Catéchisme, couture et créationnisme
C’est une certitude, les dominicaines enseignantes de Fanjeaux ne dispensent aucune éducation à la sexualité. L’école défend ce choix afin de préserver ces jeunes filles et selon une enseignante de Kernabat, “notre positionnement concernant ce sujet est le positionnement de l’Eglise”.
Ce sont elles qui décident des matières et des chapitres à enseigner. Dans le programme, aucune mention de la théorie de l’évolution. “On apprend que Dieu a créé l’homme, et que la femme est née de la côte d’Adam. On avait beaucoup de catéchisme, des langues, des matières littéraires, du latin, du grec, des maths, mais pas de physique ni de chimie”, décrit Joséphine.
Très éloignées du programme de l’éducation nationale, les élèves du Cours Sainte-Anne ne passent pas le Brevet des collèges, et la filière littéraire est la seule option pour les lycéennes. Si l’enseignement est presque exclusivement délivré par des sœurs, des professeurs laïques assurent parfois certains cours. Certaines activités, comme la couture, sont assurées par des mères d’élèves. Le programme est resté inchangé depuis la création des premières écoles de la fraternité en 1975.
Quid du socle commun de connaissances, de compétences et de culture, que sont tenues de respecter les écoles hors contrat ? Comme le souligne la loi, celui-ci doit notamment permettre aux élèves de “s’épanouir personnellement, de développer leur sociabilité, de réussir la suite de leur parcours de formation, de s’insérer dans la société où ils vivront et de participer, comme citoyen, à son évolution”. Plus spécifiquement, il “ouvre à la connaissance, forme le jugement et l’esprit critique, à partir d’éléments ordonnés de connaissance rationnelle du monde”.

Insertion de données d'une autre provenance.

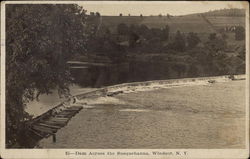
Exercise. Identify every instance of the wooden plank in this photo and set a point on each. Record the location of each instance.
(44, 129)
(58, 121)
(54, 123)
(50, 126)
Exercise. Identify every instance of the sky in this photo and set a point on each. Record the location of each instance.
(155, 8)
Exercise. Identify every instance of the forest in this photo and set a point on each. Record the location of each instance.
(41, 38)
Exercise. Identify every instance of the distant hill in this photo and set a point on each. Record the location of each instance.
(200, 23)
(233, 12)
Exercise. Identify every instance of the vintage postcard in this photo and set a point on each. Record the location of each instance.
(124, 79)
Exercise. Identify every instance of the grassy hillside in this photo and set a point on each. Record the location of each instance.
(187, 23)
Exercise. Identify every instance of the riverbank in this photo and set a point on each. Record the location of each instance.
(193, 116)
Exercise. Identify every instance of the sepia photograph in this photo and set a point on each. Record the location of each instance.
(124, 79)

Les écoles telles que le Cours Sainte-Anne, bien que hors-contrat, sont elles aussi soumises à une inspection comme le veut la loi. Questionnée à ce sujet, l’inspection académique des Côtes-d’Armor s’est montrée incapable de confirmer que l’école de Kernabat était bel et bien inspectée, renvoyant constamment vers le diocèse de Saint-Brieuc et de Tréguier. Celui-ci n’a pourtant aucun lien avec ces école hors-contrat, en rupture avec l’église catholique.
L’école de Kernabat a affirmé, lors d’un appel téléphonique, être sujette à des inspections, “Nous dépendons de l’académie de Rennes, le gouvernement est habilité à nous soumettre à des inspections. Celles-ci sont très variables, nous pouvons être inspecté une fois par an comme une fois tous les 5 ans”, explique une soeur de l’école de Plouisy. Selon elle, le cours Saint-Anne a pour la dernière fois été inspectée il y a deux ans.
Chemin de croix ou sortie de secours
Au terme de leur scolarité, de nombreuses élèves de l’école de Kernabat suivent la voie auxquelles elles ont été préparées : devenir des mères et maîtresses de maisons chrétiennes. “Beaucoup ne font pas d’études, se marient très rapidement”, explique Joséphine. Cette dernière tient à préciser qu’elle n’a jamais eu le sentiment d’être forcée à devenir femme au foyer, même si l’éducation apportée penchait nettement vers cette orientation.
“A la sortie, il y en a aussi beaucoup qui partent en cacahuète. Après avoir été contrôlé de cette manière, elles font n’importe quoi quand elles retrouvent de la liberté dans leurs faits et gestes”. Joséphine se dit chanceuse d’avoir reçu une éducation différente de celle inscrite à l’école.
“Ma maman est assez ouverte mais celles qui vivent à l’école comme à la maison ne rencontrent aucune difficulté à supporter cette éducation. Pour moi, c’était dur car je vivais dans deux sphères parallèles”. Joséphine a obtenu un Bac Littéraire en 2018. Elle suit aujourd’hui des études en sciences sanitaire et sociale. Son emploi du temps se partage entre les cours, les amis, sa famille et son copain.